July 3: On this day in 1883: Franz Kafka is born in Prague in what was then known as Bohemia to a well-educated Jewish family. While in Prague last week, I learned Kafka’s three younger sisters all died in the Holocaust, a fate that would have surely been Kafka’s if he had lived longer.

July 4: Independence Day for the U.S.A. Both Thomas Jefferson and John Quincy Adams both die on this day in 1826. Jefferson in Monticello, Adams in Quincy, Mass.

July 5: On this day in 1924, Nikos Kazantzakis returns to Crete from Berlin and begins working on his poem The Odyssey: A Modern Sequel which when translated finally into English 20 years later in 1958 is called “a masterpiece of literature” and a book of “singular power and power” by Time Magazine.

July 6: William S. Porter boards a train headed for New Orleans on this day in 1895 hoping to flee to South America after being charged with embezzlement. But his escape is thwarted and Porter is jailed and becomes O. Henry, master of the short story.
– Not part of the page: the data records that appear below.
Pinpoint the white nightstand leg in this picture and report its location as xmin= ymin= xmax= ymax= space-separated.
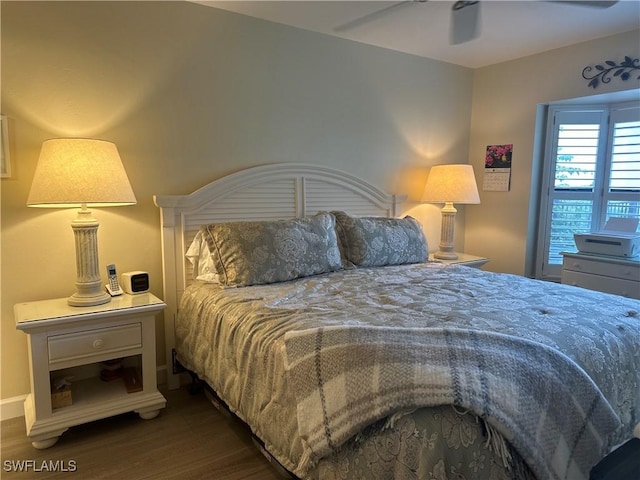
xmin=27 ymin=335 xmax=52 ymax=420
xmin=24 ymin=394 xmax=69 ymax=449
xmin=31 ymin=437 xmax=61 ymax=449
xmin=137 ymin=408 xmax=160 ymax=420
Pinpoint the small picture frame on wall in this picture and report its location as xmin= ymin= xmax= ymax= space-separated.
xmin=1 ymin=115 xmax=11 ymax=178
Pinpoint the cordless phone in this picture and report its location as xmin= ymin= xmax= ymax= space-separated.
xmin=105 ymin=264 xmax=124 ymax=296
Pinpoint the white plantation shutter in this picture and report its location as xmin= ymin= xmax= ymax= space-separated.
xmin=537 ymin=103 xmax=640 ymax=280
xmin=604 ymin=107 xmax=640 ymax=228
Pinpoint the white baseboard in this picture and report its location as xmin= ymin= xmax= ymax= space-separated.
xmin=0 ymin=394 xmax=28 ymax=421
xmin=1 ymin=365 xmax=169 ymax=422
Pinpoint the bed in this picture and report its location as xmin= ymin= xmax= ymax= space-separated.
xmin=154 ymin=163 xmax=640 ymax=480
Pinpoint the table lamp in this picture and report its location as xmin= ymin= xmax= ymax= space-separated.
xmin=27 ymin=139 xmax=136 ymax=306
xmin=421 ymin=164 xmax=480 ymax=260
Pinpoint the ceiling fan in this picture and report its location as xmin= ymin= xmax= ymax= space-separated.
xmin=335 ymin=0 xmax=620 ymax=45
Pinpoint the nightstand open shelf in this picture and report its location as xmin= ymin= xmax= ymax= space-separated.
xmin=52 ymin=376 xmax=134 ymax=412
xmin=50 ymin=355 xmax=143 ymax=411
xmin=15 ymin=293 xmax=166 ymax=449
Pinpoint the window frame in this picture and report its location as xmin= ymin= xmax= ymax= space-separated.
xmin=535 ymin=101 xmax=640 ymax=281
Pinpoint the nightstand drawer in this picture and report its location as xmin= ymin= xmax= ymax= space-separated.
xmin=48 ymin=324 xmax=142 ymax=365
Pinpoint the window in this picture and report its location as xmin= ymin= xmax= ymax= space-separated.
xmin=536 ymin=102 xmax=640 ymax=280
July 7: The birth of a literary character occurs on this day. Dr. John H. Watson, Sherlock Holmes’ companion, is born on this day in 1852. In Edinburgh, at the College of Surgeons museum, there is currently an exhibit of the real life origins of Holmes and Watson. Dr. Joseph Bell was the inspiration for Holmes and Dr. Patrick Heron Watson shared many of the biographical background of John H. Watson.

July 8: Red Cross volunteer Ernest Hemingway is wounded in the trenches near Fossalta, Italy on this day in 1918. His recovery will be memorialized in fiction later in A Farewell to Arms.
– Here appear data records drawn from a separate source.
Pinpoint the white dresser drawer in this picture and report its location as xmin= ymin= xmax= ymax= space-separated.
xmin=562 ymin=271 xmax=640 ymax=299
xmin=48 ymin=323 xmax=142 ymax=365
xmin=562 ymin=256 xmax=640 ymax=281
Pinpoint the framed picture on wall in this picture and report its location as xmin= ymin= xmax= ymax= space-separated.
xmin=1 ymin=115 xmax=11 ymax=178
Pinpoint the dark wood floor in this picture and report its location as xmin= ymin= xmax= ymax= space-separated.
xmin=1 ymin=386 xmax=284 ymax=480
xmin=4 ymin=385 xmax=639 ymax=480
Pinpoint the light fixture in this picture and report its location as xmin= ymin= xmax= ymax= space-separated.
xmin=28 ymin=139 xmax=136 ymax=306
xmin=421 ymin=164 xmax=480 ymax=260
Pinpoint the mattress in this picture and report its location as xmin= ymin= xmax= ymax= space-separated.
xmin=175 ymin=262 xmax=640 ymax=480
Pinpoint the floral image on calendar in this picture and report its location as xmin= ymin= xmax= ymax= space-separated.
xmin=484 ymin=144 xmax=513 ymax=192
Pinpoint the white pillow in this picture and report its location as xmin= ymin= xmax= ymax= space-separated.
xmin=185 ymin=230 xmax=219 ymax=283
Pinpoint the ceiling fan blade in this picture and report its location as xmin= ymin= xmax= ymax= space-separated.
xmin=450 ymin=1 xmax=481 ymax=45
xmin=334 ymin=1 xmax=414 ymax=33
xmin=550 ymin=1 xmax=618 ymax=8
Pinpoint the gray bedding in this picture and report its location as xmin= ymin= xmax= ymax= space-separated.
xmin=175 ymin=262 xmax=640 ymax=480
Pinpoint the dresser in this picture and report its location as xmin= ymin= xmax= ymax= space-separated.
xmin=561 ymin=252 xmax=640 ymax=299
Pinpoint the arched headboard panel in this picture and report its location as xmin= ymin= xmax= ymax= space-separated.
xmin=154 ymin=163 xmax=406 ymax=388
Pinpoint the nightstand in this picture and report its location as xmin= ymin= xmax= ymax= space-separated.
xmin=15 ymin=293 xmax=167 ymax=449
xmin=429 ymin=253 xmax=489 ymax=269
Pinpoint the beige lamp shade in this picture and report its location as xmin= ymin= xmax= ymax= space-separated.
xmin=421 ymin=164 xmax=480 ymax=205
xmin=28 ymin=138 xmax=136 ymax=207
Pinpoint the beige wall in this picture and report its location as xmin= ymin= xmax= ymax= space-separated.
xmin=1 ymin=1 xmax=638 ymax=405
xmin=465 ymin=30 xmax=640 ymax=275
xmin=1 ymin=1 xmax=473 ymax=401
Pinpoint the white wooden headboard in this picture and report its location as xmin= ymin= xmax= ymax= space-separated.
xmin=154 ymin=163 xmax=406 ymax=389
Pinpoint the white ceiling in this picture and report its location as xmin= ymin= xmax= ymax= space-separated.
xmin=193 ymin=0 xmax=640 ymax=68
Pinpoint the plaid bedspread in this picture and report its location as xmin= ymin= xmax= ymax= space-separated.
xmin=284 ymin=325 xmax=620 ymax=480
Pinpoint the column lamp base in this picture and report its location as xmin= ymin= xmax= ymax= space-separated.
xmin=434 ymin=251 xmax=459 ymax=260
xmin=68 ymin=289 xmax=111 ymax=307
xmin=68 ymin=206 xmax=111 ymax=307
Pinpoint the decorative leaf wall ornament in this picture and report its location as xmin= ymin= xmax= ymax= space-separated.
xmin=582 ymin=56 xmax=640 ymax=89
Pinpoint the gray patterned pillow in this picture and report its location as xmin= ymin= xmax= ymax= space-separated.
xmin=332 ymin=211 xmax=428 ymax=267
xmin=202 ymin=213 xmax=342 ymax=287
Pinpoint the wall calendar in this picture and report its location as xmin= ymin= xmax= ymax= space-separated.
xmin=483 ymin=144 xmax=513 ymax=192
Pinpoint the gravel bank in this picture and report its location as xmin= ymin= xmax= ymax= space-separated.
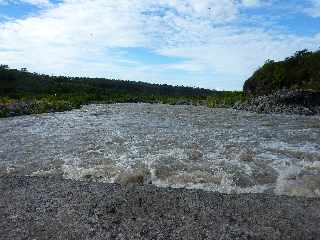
xmin=1 ymin=176 xmax=320 ymax=240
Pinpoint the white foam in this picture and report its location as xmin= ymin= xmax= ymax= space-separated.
xmin=1 ymin=104 xmax=320 ymax=197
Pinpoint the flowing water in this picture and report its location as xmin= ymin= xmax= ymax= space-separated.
xmin=1 ymin=103 xmax=320 ymax=197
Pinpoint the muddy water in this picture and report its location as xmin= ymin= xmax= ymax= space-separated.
xmin=1 ymin=103 xmax=320 ymax=197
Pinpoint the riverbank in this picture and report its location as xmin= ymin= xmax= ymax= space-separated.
xmin=0 ymin=65 xmax=245 ymax=118
xmin=234 ymin=90 xmax=320 ymax=115
xmin=0 ymin=91 xmax=244 ymax=118
xmin=1 ymin=176 xmax=320 ymax=239
xmin=3 ymin=90 xmax=320 ymax=118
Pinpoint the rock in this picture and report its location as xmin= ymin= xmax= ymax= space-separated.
xmin=234 ymin=90 xmax=320 ymax=115
xmin=175 ymin=99 xmax=191 ymax=105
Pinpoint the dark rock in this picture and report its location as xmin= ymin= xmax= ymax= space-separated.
xmin=175 ymin=99 xmax=192 ymax=105
xmin=234 ymin=90 xmax=320 ymax=115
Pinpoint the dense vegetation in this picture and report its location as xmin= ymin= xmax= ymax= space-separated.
xmin=0 ymin=65 xmax=244 ymax=117
xmin=244 ymin=49 xmax=320 ymax=95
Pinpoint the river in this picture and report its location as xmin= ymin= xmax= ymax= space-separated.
xmin=1 ymin=103 xmax=320 ymax=197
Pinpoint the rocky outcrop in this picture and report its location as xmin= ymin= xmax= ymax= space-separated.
xmin=234 ymin=90 xmax=320 ymax=115
xmin=0 ymin=100 xmax=75 ymax=118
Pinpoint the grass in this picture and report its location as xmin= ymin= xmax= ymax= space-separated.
xmin=0 ymin=91 xmax=246 ymax=118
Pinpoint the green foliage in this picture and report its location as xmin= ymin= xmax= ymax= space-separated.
xmin=272 ymin=64 xmax=286 ymax=89
xmin=0 ymin=97 xmax=76 ymax=117
xmin=206 ymin=92 xmax=245 ymax=108
xmin=0 ymin=67 xmax=216 ymax=99
xmin=244 ymin=49 xmax=320 ymax=95
xmin=0 ymin=65 xmax=246 ymax=117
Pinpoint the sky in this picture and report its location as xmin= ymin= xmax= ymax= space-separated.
xmin=0 ymin=0 xmax=320 ymax=90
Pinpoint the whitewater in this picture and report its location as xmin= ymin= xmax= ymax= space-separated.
xmin=1 ymin=103 xmax=320 ymax=197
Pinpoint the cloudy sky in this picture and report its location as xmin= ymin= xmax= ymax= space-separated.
xmin=0 ymin=0 xmax=320 ymax=90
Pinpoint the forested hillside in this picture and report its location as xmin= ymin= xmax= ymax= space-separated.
xmin=0 ymin=64 xmax=214 ymax=100
xmin=0 ymin=65 xmax=244 ymax=117
xmin=243 ymin=49 xmax=320 ymax=95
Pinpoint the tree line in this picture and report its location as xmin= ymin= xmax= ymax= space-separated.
xmin=244 ymin=49 xmax=320 ymax=95
xmin=0 ymin=65 xmax=244 ymax=117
July 9: A month after starting the diary she had begun writing in on her 13th birthday, Anne Frank and her family, along with four other Jews, go into hiding on this day in 1942 in the warehouse behind her father’s business in Amsterdam.

July 10: Canadian-born Saul Bellow, the winner of the Nobel Prize for literature in 1976, is born in Lachine, Quebec to Russian emigre parents.